Giglio, nome d’arte di Raffaele Giglio, già frontman dei Gentlemen’s Agreement, sceglie di reincarnarsi in un napoletano doc e lo fa con “Mamma Quartieri”, un album solista, in uscita il 15 aprile per l’etichetta Full Heads, che attorciglia i nervi e risucchia le pareti dello stomaco. Registrato in presa diretta nella cripta della Basilica di San Severo a Capodimonte, al Sanità Music Studio, questo lavoro racchiude nove tracce che disegnano le linee guida di quello che potrebbe sembrare un musical e che, invece, è un affresco di vita vissuta. Teatro, commedia dell’arte, cinema convergono in brani che trasudano tenerezza e umorismo, romanticismo e disincanto.
Giglio debutta raccontando personaggi perduti: figli strampalati, femminielli, pazzi inafferrabili, zingari, carcerati, vergini, mariuoli, mamme addolorate. Gli arrangiamenti, caldi, ricchi e appassionati, sono firmati dal musicista e autore napoletano, così come lo sono i testi, eccezion fatta per “Figli ‘e Ddio” . Le melodie si barcamenano tra atmosfere circensi, nella sapienza dell’habanera, nelle ballad a fil di voce, nel western-dub, sospesi tra hammond e vibrafono, campanacci, tamburelli berberi, timpani e fisarmonica, surdo, clarinetti, synth, trombe e chitarre.
“Mamma Quartieri” è figlio dell’istinto ma anche di intense sessioni di studio: «Abitavo nei Quartieri Spagnoli, lì vivevo e io sono ciò che vivo/vedo. Ed essendo un suonatore, descrivo lo spazio che mi circonda. La scelta dei personaggi protagonisti delle storie cantate è motivata dal fatto che io realmente ho vissuto quei personaggi: dallo scippatore al femminiello alla Madonna senza occhi. Fino ad arrivare ad amici di quartiere che improvvisamente sparivano per andare a vivere in carcere», spiega Raffaele Giglio.
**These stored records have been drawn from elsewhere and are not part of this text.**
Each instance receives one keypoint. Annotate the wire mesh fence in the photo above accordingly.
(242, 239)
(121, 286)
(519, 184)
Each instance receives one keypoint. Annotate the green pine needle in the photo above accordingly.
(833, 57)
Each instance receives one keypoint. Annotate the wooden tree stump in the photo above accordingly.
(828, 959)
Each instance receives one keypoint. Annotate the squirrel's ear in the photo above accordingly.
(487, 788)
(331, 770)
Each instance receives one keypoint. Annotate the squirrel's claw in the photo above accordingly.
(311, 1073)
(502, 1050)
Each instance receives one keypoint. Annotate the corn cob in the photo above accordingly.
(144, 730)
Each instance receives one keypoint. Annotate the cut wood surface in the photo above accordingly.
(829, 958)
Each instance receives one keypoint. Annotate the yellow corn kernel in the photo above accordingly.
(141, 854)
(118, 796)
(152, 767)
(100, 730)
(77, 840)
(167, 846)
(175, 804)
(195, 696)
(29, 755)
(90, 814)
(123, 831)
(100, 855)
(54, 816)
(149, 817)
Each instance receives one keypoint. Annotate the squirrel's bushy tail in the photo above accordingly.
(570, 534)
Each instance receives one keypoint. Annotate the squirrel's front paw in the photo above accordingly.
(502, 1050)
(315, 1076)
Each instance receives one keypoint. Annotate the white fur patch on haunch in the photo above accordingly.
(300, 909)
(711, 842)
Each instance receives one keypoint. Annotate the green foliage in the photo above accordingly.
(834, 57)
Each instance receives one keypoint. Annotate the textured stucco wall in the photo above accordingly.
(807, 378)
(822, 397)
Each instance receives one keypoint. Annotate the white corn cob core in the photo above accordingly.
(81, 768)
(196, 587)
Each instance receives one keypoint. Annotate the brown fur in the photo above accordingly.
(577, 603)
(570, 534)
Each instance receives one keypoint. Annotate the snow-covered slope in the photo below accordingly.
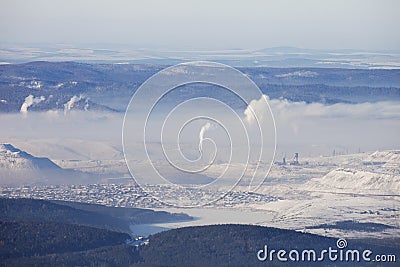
(19, 167)
(355, 181)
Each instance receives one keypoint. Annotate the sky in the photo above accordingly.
(205, 24)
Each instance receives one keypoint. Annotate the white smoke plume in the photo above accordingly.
(70, 104)
(256, 110)
(203, 130)
(29, 101)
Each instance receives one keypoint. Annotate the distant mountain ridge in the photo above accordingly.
(64, 86)
(18, 167)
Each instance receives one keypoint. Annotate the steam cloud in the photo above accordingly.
(70, 104)
(29, 101)
(203, 130)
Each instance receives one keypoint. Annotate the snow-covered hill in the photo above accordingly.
(18, 167)
(355, 181)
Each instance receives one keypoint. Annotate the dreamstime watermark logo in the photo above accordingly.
(340, 253)
(198, 125)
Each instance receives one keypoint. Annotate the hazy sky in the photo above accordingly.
(205, 24)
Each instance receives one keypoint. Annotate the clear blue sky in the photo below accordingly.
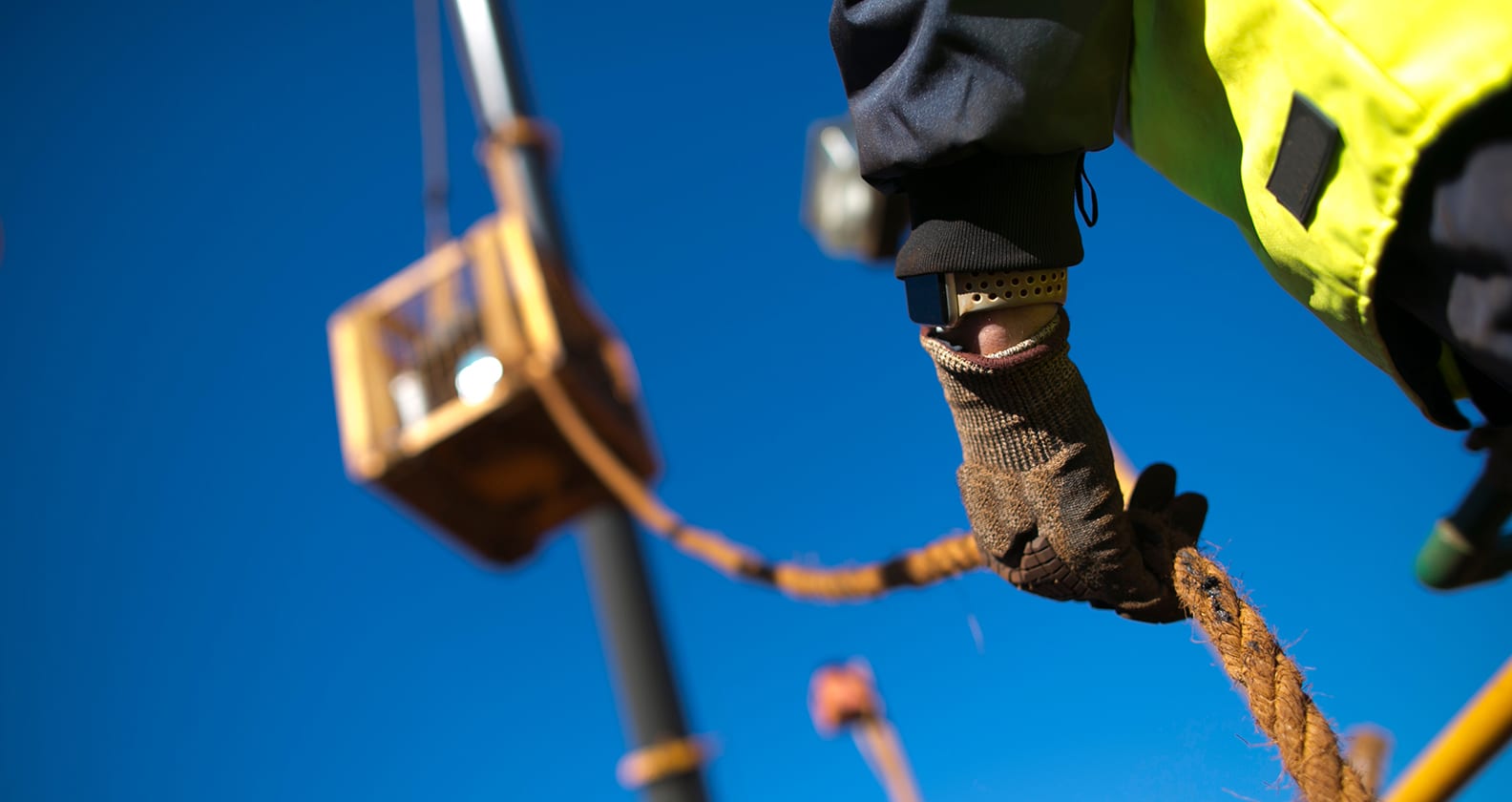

«L’utilizzo della lingua napoletana è stato spontaneo e, come mia prassi, ho approfondito il tema studiando, comprando pile di libri. Così facendo ho scoperto gli autori più vicini al mio modo di vivere ed essere. Raffaele Viviani mi ha emozionato; il suo descrivere è il mio, la sua gente la ritrovo ancora oggi ma filtrata da questo presente. Canto nella mia lingua senza uno scopo ben preciso. È un modo per essere più sinceri, è il mio dialetto e le mie orecchie sono preparatissime proprio perché lo vivo e lo sento dal primo giorno della mia vita. Tutt’al’più è ridicolo non averlo fatto prima. Ho studiato molto, approfondendo la grammatica con il maestro Salvatore Palomba e ho capito ancora di più la fortuna di essermi “reincarnato”, questa volta, in un napoletano», conclude. A noi non rimane che esortarvi a non perdervi questo piccolo e prezioso scrigno di emozioni.